Seeking to insulate the police from politics, the NRB’s administrative reforms have, in fact, made it an instrument of political power. Under the new arrangement, the head of the district police is responsible to the nazim. The local government scheme envisaged the nazims as being apolitical. In practice, they are powerful party bosses. Law and order, which is the first duty of the state and Pakistan’s aggravating problem, no longer has a neutral custodian after the abolition of the post of district magistrate. Even if it is granted that a nazim can be neutral, he has no executive hierarchy to back his authority. Under the police law, he cannot even inspect a police station. The administrative reforms have thus blurred the responsibility for law and order, and growing lawlessness is the result.
A distinctive feature of the commission is that, unlike the commissions of the past, it can recommend action to a steering committee, co-chaired by the president and the prime minister, from time to time as it proceeds with its investigations.
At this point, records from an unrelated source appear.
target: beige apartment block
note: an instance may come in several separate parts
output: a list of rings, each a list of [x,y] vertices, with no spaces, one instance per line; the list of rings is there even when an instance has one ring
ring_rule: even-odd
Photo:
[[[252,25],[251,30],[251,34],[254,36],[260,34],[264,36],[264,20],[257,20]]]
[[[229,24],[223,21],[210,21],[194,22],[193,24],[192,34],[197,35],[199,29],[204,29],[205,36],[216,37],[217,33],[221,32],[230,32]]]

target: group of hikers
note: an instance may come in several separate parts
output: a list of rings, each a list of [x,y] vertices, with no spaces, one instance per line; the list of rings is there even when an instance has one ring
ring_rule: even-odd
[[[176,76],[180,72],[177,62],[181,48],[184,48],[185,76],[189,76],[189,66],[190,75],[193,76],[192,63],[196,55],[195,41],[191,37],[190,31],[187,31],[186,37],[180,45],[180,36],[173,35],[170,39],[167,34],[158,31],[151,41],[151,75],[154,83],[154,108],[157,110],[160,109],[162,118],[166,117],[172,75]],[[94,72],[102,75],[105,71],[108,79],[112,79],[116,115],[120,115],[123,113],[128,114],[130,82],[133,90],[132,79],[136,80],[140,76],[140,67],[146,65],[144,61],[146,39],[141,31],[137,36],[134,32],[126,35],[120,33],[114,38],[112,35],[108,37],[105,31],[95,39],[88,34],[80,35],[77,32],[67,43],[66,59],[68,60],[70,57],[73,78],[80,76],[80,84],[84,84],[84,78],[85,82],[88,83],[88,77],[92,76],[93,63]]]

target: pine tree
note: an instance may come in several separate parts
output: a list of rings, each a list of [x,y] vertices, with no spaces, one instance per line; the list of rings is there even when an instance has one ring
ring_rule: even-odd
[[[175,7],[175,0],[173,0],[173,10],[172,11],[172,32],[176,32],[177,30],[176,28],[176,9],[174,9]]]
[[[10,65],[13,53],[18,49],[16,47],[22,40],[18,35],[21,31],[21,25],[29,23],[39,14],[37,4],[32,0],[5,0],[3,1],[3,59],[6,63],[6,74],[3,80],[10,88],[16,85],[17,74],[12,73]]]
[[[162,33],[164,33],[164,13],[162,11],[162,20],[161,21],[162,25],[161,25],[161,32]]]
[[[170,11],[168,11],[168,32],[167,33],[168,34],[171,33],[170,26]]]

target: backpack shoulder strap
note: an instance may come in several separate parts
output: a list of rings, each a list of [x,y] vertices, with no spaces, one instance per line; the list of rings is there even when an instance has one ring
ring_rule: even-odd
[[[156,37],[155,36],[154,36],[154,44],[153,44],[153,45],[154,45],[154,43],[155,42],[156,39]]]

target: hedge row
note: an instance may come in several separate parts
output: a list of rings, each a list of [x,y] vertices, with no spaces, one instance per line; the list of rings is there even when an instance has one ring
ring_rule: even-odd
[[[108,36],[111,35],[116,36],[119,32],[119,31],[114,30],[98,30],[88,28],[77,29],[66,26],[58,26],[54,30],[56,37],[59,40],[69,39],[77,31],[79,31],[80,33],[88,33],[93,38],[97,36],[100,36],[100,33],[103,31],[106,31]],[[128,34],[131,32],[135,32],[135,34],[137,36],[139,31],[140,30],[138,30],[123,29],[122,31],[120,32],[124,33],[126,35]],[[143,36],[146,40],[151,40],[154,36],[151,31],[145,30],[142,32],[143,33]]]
The selection of issues that must rank high on its agenda is bound to be subjective, but there should be no two opinions that the reinstatement of a neutral law and order administration should rank as the highest, followed by the separation of municipal/developmental functions from executive authority — one belongs to elected representatives, the other to permanent civil servants.
In the final analysis, what would matter is whether the commission is free and objective in its investigations. If it is going to be just another “command” performance, as was the NRB’s, the people should be spared the agony of having expectations. To hold the government to its promise of good governance, the commission should ask for a role in supervising the filling of thousands of posts in the provinces on the basis of merit. It is widely suspected that these will go to relatives and cronies.